I wonder if an expert can "impose" weights onto a model and the model will opt t...

astrange · on Sept 22, 2023

That would make it less efficient - since learning is compression, a less compressed model will also learn less at the same size.

Jensson · on Sept 23, 2023

Humans have much more compressed models, trying to transfer human learning to machine learning could potentially be a way to get more efficient models.

The way we do that currently is by labeling data for training, but maybe there are better ways to do it. Like some semi code to write with hints for the model. Like, instead of labeled data, could have a series of "lectures" of labeled data that would lead to a good end state, instead of training on all the data in parallel.

You don't teach a child calculus by showing them a million calculus problems after all, you ramp up starting with simple numbers and then slowly ramping up with more concepts. But to do that we would need to change how we train models.

Edit: By doing it that way you could see the skill of the model after each lecture, and update the lecture to try to make the model learn better. Not sure how to do that, but such ways to work with parts of models is a potential way forward.

astrange · on Sept 23, 2023

There are techniques for this called "curriculum learning" and "textbooks".

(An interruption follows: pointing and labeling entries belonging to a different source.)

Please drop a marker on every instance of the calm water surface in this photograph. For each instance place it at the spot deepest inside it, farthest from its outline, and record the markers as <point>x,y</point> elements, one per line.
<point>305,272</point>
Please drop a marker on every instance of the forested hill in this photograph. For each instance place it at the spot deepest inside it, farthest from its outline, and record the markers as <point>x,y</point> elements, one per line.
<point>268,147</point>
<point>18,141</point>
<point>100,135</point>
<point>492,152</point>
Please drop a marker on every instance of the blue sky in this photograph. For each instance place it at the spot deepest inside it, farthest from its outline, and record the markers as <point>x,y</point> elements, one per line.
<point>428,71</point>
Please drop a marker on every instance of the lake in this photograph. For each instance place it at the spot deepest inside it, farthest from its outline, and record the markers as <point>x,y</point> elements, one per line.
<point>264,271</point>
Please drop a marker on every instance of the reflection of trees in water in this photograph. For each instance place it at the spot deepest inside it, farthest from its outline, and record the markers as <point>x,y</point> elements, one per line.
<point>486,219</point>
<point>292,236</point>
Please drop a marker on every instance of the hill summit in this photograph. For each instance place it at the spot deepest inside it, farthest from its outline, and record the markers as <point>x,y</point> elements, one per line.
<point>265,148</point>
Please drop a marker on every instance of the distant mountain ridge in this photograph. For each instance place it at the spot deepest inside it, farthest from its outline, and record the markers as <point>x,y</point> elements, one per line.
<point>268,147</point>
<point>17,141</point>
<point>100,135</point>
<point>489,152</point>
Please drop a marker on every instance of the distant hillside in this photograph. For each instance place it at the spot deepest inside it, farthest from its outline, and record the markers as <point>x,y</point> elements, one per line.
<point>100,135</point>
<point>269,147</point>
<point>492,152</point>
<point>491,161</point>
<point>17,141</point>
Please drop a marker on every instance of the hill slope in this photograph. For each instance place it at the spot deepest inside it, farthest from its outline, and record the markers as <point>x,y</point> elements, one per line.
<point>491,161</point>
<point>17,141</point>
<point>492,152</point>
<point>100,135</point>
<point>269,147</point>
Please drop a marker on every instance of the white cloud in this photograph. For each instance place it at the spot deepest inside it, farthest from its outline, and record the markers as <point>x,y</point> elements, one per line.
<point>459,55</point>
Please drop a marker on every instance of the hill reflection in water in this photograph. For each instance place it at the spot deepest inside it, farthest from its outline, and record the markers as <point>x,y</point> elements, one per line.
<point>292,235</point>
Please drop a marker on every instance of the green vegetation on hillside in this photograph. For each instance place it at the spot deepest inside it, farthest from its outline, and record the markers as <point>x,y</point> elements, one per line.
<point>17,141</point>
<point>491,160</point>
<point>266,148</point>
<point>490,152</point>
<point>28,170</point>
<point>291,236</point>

I'm not sure exactly what is in the textbooks since I admit to not reading the papers yet.

I'm personally wondering if you could increase the reliability of training on web data by labeling it with where each document came from, so it knows different authors disagree on things. But this brings back the issue where people don't like it if a model can write "in the style of Author Name"…

Supply5411 · on Sept 23, 2023

Might be a worthwhile tradeoff. Less efficient model but a clear control interface, versus more efficient model but it's a blackbox.